I have just finished re-reading The Lovely Bones by Alice Sebold. I love it because it describes the intimate details of a grieving families life, carrying on but never forgetting, sometimes freezing in grief, sometimes running away from it, eventually learning to live with it through happier memories of the one they have lost.
These extracts are examples of the intricacy yet simplicity of Sebold's writing and insight into the human experience. They capture what I want to in a way in my work. Bringing back the sense of touch whilst also being removed from the physical experience of the object. Drawing on our memories and our childhood, and thinking of certain experiences and memories in which we remember a profound depth of feeling. It is sensual. It is nostalgic. It is being human.
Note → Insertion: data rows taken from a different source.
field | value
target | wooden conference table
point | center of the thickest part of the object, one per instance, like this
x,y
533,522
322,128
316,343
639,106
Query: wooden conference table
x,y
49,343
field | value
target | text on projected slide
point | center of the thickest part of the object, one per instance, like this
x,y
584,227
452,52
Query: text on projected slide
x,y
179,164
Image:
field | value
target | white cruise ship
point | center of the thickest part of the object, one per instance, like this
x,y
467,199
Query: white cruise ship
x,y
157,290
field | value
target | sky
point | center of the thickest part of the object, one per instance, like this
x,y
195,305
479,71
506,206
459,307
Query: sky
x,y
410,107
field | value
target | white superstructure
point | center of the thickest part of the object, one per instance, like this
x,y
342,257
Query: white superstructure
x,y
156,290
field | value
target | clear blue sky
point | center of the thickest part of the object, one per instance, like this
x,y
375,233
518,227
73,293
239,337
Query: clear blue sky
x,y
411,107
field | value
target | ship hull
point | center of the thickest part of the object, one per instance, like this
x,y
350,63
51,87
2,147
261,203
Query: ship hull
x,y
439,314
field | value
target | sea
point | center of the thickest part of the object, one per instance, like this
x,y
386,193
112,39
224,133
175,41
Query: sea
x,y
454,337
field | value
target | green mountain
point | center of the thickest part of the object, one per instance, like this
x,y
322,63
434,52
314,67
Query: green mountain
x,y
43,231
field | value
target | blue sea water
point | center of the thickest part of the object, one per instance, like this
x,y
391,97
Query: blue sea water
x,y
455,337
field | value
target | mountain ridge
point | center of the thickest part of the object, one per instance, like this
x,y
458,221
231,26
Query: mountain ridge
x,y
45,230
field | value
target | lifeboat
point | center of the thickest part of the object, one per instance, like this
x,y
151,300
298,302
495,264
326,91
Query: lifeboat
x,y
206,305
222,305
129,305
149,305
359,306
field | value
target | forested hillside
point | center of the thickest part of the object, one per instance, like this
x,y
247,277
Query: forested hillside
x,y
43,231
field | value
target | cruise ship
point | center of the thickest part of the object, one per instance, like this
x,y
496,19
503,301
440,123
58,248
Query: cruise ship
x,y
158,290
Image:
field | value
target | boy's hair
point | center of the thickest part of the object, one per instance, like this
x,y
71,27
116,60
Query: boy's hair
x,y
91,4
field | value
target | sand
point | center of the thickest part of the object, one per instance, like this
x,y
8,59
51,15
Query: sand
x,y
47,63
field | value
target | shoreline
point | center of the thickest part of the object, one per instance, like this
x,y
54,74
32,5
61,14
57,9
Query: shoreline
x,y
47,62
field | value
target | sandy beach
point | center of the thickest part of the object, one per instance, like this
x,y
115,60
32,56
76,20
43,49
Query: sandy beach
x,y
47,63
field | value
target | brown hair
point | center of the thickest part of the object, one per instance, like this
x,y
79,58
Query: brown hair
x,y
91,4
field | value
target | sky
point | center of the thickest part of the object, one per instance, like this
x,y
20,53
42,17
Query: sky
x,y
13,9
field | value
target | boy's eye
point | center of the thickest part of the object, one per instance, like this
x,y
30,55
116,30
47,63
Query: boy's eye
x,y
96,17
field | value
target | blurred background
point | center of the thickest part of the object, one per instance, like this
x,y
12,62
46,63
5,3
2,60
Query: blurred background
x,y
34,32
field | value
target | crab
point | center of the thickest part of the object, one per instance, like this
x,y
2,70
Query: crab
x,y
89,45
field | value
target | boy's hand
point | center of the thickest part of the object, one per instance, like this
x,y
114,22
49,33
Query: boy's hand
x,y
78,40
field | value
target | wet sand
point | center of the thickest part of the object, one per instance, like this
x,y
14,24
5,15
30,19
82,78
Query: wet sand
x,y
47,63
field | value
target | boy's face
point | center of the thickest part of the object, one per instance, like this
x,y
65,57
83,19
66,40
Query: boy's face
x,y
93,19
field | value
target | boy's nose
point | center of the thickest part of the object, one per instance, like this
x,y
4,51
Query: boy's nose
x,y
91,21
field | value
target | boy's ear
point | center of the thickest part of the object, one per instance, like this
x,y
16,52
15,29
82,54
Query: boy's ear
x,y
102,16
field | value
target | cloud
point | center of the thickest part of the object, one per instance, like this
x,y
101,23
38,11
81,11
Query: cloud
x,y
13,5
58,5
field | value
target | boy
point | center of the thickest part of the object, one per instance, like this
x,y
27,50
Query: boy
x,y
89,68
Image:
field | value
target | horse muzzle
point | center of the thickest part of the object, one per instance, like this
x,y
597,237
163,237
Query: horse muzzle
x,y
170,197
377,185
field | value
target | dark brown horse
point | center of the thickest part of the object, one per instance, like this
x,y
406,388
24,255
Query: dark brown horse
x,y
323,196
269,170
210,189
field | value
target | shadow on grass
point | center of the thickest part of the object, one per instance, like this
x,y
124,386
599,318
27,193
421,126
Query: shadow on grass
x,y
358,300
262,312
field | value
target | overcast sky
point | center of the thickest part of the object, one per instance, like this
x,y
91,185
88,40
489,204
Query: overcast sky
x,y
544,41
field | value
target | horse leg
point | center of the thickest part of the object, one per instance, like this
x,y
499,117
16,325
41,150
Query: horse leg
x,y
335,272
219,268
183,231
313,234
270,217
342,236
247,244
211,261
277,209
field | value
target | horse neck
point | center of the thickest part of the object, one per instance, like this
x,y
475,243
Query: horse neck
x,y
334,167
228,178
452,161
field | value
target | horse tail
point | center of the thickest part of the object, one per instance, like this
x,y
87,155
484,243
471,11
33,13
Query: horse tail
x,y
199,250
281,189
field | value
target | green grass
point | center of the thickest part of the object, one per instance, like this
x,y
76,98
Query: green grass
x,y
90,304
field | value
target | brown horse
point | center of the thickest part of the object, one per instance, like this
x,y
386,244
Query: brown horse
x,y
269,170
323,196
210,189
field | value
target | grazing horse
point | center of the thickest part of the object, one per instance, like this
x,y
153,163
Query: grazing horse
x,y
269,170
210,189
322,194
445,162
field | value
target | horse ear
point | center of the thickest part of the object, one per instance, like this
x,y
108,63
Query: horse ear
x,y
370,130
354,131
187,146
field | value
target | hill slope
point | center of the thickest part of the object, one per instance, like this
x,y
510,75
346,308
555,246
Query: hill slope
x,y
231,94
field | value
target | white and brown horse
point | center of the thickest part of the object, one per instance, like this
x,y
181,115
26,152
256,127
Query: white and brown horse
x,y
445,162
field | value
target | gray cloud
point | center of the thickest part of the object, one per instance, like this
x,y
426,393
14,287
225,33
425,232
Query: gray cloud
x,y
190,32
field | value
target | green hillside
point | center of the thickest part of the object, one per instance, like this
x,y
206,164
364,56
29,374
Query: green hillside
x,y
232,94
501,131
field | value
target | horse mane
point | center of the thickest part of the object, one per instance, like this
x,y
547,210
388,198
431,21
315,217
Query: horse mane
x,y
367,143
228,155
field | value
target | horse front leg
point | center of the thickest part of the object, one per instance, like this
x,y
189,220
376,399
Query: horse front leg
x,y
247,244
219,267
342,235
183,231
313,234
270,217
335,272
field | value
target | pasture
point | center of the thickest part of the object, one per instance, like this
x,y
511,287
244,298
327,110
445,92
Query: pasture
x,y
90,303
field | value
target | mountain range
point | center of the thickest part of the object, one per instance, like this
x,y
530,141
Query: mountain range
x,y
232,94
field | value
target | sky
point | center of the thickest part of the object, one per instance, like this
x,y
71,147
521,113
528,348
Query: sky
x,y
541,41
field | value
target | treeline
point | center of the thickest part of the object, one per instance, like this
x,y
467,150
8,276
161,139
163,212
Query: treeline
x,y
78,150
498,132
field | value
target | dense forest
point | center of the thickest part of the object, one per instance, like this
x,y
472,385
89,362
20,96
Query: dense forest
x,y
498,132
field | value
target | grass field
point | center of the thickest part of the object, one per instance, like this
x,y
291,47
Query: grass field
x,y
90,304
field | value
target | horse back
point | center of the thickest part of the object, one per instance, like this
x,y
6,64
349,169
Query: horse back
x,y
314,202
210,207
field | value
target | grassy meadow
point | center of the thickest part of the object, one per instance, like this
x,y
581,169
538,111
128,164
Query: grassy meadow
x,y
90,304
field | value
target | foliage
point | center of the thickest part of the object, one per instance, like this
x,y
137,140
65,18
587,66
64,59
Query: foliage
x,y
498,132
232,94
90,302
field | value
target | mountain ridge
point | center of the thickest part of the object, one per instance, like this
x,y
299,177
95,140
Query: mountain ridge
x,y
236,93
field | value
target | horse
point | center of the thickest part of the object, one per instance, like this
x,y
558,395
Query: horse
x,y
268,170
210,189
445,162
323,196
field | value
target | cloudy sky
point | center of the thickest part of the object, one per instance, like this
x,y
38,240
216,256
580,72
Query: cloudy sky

Wet laundry: the snap, the yank, the wet heaviness of double- and queen-sized sheets. The real sounds bringing back the remembered sounds of the past when I had lain under the dripping clothes to catch water on my tongue or run in between them as if they were traffic cones through which I chased Lindsey or was chased by Lindsey back and forth.
Page 247
And my father would take the thin cotton top sheet and bunch it up in his hands while being careful to keep the two corners between his thumb and forefinger. Then he would snap it out so the pale blue (if they were using Buckley's) or lavender (if they were using mine) sheet would spread out like a parachute above him and gently, what felt wonderfully slowly, it would waft down and touch along his exposed skin- his knees, his forearms, his cheeks and chin. Both air and cover somehow there in the same space at the same time- it felt like the ultimate freedom and protection.